We have recently demonstrated that ctDNA detection at a single postoperative timepoint within 12 weeks of surgery was predictive for relapse-free interval, distant metastasis-free interval and OS in a retrospective cohort of stage II and III melanoma patients in the AVAST-M adjuvant trial [26] We have now shown in two prospective cohorts that postoperative ctDNA detection is highly predictive of relapse in this patient group. Furthermore, we demonstrate for the first time that detectable pre-operative ctDNA is also predictive of outcome. Our study showed that baseline ctDNA levels increased with more advanced disease stage, which was associated with a higher likelihood of disease recurrence. Baseline ctDNA taken together with disease stage and pathological high-risk features of the primary tumor can refine prognostic estimates, provide an alternative source for mutational profiling and may guide early systemic treatment particularly in the neoadjuvant setting [27, 28]. Alternatively, the presence of ctDNA postoperatively signified residual micrometastatic disease following resection and was highly predictive of disease relapse. Importantly, our results from patients managed in Australia were prospectively validated in a smaller independent cohort in the UK. Despite the limited size of the validation cohort, the concordant results highlight the robustness of ctDNA to predict relapse in this setting.
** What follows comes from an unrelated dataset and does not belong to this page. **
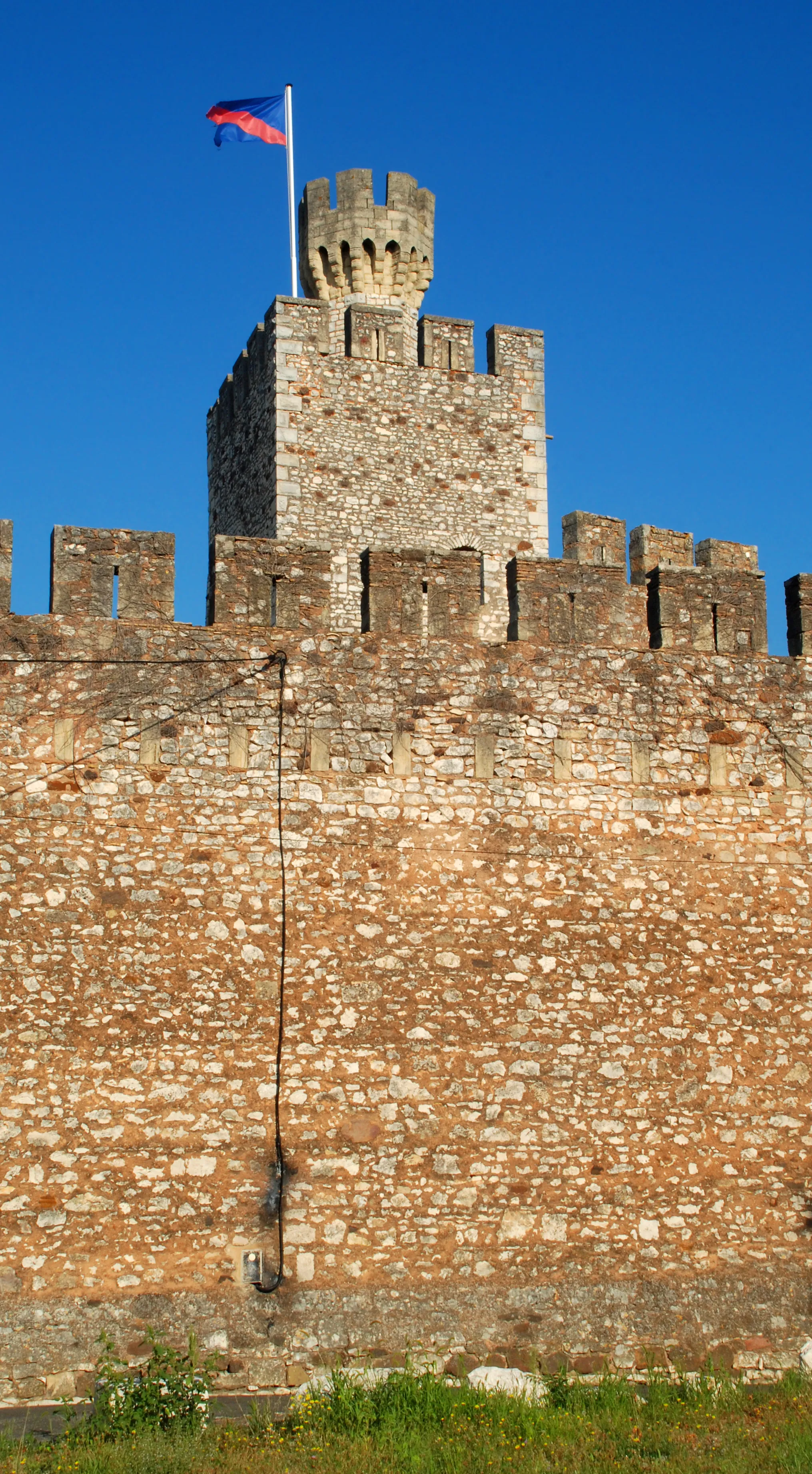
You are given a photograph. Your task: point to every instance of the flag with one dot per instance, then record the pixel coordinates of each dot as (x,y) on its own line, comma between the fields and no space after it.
(249,118)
In our analysis, the specificity of ctDNA to detect relapse was high, but the sensitivity could be further enhanced through improved technical approaches. We utilized a small volume of plasma and relied on detection of a single mutation in each case by ddPCR. ddPCR has several advantages for incorporation into routine molecular diagnostic workflows, including short turnaround time for analysis and reporting, and the high reproducibility across independent laboratories, as demonstrated in our analyses. However, ctDNA analysis methods are continuing to evolve, and ongoing technical advances are likely to improve the performance of future ctDNA-based assays for MRD detection.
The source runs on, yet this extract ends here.